No matter how many magehealers made their living there death tolls from diseases were always greater than what he'd seen in Verd during his years here. Only the rich lived longer in Khi, but then Verd had no magehealers to ease the dangers of advanced age.

Eventually he dragged a bewildered Arthur from yet another narrow street to the open place just inside the southern gates. Krante Gates, referring to a large town an eightdays days ride or so to the southeast, attributing more of its fame to legend than any advantageous attractions it had to offer now.

Farmers were bringing in their wares through the gates. Mostly food of different kinds but also bales of linen, leather and wood that would eventually find their way to craftsmen who would turn it into clothes, shoes, furniture and a mass of other items to be sold here.

A squadron of the Holy Inquisition in red and black made their way through the gates cheered on by children staring wide eyed at the display, and a larger infantry unit, all in yellow, waited for their turn to march in the opposite direction.

The regiments prepared to vacate the exercise grounds south of the gates, and soon the last of the soldiers would be sent out to help with harvesting, infantry and cavalry alike.
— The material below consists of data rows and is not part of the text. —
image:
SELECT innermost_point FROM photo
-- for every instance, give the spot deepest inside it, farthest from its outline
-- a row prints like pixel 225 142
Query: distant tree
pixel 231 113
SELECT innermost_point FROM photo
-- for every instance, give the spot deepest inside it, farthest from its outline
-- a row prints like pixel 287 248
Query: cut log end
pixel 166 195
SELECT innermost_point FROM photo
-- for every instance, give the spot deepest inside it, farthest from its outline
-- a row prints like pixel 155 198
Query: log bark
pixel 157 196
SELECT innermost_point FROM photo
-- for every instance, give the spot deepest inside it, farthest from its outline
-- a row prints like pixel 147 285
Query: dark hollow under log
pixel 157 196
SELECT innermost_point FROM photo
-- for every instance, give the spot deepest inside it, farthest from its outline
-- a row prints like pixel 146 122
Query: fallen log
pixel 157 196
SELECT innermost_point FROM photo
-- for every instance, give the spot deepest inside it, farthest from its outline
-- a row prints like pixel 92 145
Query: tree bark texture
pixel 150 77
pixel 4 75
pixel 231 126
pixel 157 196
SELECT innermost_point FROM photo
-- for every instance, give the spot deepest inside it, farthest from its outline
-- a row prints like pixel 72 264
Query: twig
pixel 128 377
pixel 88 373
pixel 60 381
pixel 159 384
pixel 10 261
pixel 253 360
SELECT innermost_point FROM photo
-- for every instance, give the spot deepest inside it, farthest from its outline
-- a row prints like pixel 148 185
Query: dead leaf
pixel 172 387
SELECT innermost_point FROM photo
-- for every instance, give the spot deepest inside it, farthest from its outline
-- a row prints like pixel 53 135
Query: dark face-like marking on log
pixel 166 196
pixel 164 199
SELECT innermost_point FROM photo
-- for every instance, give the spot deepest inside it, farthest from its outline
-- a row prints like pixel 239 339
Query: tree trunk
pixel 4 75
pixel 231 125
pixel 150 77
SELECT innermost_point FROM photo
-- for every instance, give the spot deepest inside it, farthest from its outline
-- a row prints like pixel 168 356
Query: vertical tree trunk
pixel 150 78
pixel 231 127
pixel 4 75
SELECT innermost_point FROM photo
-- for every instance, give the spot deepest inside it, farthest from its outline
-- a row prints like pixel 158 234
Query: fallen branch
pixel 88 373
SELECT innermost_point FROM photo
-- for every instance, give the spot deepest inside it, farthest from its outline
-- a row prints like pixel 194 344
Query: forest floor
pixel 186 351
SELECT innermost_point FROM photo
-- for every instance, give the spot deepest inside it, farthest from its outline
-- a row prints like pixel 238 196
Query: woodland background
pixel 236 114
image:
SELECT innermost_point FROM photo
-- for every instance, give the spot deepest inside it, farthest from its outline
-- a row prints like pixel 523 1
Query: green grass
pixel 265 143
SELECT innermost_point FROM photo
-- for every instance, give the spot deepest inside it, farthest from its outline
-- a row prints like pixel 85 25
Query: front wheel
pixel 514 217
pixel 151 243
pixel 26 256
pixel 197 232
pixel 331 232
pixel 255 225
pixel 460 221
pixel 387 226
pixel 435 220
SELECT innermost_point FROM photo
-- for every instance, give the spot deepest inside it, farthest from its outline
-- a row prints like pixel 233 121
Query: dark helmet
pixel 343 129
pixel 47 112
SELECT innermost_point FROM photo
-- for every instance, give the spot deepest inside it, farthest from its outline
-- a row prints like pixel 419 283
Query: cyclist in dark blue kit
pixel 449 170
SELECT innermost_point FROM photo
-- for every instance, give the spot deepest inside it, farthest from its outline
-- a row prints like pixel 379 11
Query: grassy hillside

Stables west of the gates, the only buildings almost perpetually dirty despite the magic of Verd, waited for the only eightdays during the year when they were clean and used as storage in preparation for the great market marking the end of summer. With only Inquisition troops and the Imperial Guard left in the city it would take on an almost unnatural absence of uniforms.

Arthur trailing his steps Harbend walked straight to the enclosed area where every visitor was searched for magic and followed the road to the outer gates. One of the few places where he wasn't pestered by peddlers wanting to make a customer of him. As always during daytime the gates were open and he passed under the archway and started searching for the female courier he knew would be waiting. Ah, there she was. He ran between a few carts to meet her and gave her a small package.

"To Hasselden as usual. It should cover their expenses the coming three eightdays. Send my best wishes."

"As you command, sir." She turned her horse and rode down the road.

Harbend stared after her as she headed for the western leg of the highway. With the money he made from selling Arthur's books maybe, just maybe he'd be able to send enough to last half a year rather than a few eightdays.

He'd have abandoned his office in Hasselden years earlier, but honor demanded otherwise. Winter storms forcing prey close enough to the coast for sea hunters to catch made it possible to keep it. The tender meat alone covered much of the expenses of a business no longer visited by traders from Khi. Much, but far from all.